Маслов повернулся к Корсакову, пристукнул пистолетом по столу:
— Ну, что, Игорек, делать будем?
«Так, — понял тот. — Началось. Нервы сдают, что очень опасно».
— Глеб, с тобой все в порядке? — попробовал он удержать ситуацию под контролем, осознавая, впрочем, всю бессмысленность попытки. Ну, хоть чуть-чуть…
Маслов тоже все понимал и игру не принял:
— Игорь, не гони дуру. Что ты, как маленький? Сейчас вот с хрычом этим разберусь, и поговорим.
— Ты можешь объяснить, что тебе надо? — продолжал тянуть время Корсаков.
Лицо Глеба напряглось, он снова ударил по столу и выговорил уже откровенно зло:
— Игорь, не зли меня, иначе выстрелю в живот. Смерть долгая, мучения невыносимые, ты мне тогда все расскажешь, но тебе это уже не поможет.
Он все так же держал Корсакова на расстоянии, исключающем атаку.
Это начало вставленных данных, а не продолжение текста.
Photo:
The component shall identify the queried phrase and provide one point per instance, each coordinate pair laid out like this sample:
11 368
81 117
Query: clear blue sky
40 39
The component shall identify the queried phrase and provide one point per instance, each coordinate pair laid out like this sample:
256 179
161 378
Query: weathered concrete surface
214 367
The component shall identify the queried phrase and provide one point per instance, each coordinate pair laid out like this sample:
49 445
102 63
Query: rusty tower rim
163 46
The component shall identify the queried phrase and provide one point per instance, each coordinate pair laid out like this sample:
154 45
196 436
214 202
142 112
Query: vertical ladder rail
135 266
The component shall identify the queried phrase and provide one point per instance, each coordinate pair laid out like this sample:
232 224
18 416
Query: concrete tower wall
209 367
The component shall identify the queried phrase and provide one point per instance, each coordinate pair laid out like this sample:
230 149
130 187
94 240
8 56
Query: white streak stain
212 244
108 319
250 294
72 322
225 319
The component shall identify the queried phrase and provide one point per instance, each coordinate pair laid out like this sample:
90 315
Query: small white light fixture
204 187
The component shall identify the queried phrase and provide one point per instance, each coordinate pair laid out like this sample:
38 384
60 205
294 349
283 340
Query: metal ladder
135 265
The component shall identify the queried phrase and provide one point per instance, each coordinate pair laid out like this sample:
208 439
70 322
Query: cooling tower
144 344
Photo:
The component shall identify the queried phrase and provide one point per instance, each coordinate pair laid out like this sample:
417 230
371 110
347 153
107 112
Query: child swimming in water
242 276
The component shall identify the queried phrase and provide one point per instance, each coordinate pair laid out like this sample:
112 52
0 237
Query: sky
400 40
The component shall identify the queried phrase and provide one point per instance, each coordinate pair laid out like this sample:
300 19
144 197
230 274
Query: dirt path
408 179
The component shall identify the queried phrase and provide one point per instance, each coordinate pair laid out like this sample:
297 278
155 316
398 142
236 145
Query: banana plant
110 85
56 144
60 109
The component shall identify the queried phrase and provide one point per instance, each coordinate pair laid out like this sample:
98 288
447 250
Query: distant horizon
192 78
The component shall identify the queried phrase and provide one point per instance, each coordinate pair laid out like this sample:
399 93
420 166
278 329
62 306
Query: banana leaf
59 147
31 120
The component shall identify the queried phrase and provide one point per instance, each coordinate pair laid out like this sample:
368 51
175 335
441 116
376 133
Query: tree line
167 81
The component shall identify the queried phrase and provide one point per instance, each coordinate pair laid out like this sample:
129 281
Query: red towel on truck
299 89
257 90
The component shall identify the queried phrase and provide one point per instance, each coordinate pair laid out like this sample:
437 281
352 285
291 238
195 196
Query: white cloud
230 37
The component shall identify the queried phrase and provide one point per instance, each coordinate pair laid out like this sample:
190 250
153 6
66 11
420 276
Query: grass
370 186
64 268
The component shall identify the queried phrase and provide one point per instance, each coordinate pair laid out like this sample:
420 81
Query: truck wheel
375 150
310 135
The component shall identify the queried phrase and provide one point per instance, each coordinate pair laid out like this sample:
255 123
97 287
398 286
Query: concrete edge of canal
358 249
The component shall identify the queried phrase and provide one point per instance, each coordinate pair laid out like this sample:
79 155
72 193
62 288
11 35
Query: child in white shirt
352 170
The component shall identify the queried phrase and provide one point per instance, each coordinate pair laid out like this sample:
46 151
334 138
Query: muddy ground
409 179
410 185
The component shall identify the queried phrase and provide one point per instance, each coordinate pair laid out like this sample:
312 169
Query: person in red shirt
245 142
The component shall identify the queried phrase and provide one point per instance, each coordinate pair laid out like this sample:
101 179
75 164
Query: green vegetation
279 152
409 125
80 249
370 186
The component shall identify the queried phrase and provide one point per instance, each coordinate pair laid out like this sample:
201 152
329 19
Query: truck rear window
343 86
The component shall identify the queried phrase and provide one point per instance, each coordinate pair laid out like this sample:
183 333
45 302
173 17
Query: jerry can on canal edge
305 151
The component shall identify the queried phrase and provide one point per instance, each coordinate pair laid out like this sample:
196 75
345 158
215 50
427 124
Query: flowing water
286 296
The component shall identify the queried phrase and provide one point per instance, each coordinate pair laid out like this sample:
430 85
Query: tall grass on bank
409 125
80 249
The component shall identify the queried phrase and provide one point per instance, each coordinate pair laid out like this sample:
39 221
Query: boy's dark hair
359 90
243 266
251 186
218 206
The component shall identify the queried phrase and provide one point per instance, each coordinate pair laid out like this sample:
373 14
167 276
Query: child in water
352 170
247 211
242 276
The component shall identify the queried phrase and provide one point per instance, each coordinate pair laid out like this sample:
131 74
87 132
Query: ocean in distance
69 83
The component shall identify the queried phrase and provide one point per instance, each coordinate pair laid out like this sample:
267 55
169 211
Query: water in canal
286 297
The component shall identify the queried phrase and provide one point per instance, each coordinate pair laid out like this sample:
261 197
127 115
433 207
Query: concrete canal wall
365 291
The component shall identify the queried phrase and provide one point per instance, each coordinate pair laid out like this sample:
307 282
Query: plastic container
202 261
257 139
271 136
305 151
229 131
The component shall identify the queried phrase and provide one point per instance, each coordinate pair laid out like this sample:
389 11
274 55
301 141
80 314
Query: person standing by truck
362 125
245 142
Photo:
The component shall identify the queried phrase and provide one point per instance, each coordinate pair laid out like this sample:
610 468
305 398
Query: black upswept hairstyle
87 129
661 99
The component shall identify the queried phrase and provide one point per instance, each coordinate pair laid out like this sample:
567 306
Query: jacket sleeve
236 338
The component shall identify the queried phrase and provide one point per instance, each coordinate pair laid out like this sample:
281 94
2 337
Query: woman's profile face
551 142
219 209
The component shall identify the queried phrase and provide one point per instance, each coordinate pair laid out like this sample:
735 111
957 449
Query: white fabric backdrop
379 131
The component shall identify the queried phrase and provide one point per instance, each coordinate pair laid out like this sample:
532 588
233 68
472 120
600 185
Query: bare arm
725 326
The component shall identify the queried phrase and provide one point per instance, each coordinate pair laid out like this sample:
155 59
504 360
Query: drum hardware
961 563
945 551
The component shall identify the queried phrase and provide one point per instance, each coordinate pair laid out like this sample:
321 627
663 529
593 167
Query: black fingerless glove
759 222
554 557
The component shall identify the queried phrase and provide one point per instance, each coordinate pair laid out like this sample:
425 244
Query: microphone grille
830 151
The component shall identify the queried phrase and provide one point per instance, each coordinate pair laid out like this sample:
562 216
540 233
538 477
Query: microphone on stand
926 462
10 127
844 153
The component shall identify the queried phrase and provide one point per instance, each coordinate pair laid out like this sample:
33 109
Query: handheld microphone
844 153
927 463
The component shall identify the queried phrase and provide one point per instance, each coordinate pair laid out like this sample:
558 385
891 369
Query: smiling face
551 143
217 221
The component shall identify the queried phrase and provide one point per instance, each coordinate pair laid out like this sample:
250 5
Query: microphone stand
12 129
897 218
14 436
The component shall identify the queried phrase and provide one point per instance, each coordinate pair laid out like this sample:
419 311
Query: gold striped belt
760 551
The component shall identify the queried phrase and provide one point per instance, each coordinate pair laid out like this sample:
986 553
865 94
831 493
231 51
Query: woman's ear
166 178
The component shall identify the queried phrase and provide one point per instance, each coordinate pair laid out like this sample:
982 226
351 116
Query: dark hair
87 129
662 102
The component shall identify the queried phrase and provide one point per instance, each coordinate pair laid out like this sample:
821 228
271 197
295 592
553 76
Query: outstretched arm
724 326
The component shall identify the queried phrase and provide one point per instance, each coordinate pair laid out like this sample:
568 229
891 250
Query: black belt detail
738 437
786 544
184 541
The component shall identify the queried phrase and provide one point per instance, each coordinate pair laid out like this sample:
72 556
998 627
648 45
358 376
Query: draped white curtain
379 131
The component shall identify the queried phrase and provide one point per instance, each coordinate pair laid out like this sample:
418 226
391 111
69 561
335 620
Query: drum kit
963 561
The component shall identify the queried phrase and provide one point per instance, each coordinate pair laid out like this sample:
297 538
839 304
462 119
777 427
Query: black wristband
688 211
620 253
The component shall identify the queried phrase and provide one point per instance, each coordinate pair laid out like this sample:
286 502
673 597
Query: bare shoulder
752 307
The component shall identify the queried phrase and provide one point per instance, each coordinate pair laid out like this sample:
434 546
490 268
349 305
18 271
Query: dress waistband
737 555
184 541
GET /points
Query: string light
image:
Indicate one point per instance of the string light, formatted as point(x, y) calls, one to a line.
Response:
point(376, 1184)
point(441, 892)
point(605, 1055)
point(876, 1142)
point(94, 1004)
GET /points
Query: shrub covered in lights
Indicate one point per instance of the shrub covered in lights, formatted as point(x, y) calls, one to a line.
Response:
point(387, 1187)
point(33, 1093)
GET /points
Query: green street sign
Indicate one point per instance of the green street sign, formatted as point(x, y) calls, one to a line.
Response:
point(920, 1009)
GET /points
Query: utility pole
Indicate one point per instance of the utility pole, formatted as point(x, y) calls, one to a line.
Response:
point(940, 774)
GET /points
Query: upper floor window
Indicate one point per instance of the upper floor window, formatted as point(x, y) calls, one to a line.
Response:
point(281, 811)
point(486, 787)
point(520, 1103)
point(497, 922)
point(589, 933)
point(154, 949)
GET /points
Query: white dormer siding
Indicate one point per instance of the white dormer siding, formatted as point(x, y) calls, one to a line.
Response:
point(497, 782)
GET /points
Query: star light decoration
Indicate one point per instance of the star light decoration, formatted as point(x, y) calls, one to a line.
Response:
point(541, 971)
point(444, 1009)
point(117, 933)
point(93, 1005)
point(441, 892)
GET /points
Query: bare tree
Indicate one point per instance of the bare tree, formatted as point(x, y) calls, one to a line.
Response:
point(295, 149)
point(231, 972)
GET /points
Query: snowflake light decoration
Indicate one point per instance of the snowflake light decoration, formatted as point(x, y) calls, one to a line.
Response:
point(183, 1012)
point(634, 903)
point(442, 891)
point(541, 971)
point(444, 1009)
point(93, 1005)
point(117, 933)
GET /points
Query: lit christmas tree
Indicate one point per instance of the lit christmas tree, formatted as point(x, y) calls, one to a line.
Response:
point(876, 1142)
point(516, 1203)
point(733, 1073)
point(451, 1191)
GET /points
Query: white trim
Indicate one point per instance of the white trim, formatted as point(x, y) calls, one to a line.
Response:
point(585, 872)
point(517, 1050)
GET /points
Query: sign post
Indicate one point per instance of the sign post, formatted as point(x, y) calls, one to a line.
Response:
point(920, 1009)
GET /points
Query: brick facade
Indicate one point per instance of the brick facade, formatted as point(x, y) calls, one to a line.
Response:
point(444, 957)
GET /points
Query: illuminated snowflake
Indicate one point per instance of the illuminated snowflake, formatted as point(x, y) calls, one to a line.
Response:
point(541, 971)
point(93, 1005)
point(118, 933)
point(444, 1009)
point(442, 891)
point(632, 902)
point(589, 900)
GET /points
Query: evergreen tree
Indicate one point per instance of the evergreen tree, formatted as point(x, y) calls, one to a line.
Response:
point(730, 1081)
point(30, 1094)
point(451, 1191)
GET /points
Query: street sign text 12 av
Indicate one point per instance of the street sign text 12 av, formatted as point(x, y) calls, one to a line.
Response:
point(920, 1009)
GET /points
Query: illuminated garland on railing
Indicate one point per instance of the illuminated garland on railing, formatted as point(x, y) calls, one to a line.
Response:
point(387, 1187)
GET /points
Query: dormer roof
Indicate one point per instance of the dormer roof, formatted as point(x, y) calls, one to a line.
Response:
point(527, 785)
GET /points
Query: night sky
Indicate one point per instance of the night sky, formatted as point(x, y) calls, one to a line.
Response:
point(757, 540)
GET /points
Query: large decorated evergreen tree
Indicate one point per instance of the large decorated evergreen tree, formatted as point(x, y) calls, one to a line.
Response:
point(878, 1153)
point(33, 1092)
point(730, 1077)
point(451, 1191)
— Школа у тебя хорошая, — расслабленно заметил Корсаков.
Как ни странно, это сработало:
— Со мной дед занимался каждый день по три-четыре часа.
— Дед — это Маслов? Андрей?
— Ну, а кто еще? Вот ты представь, — Глеб взял в свободную руку табурет и отошел метра на три дальше, оказавшись в углу кухни.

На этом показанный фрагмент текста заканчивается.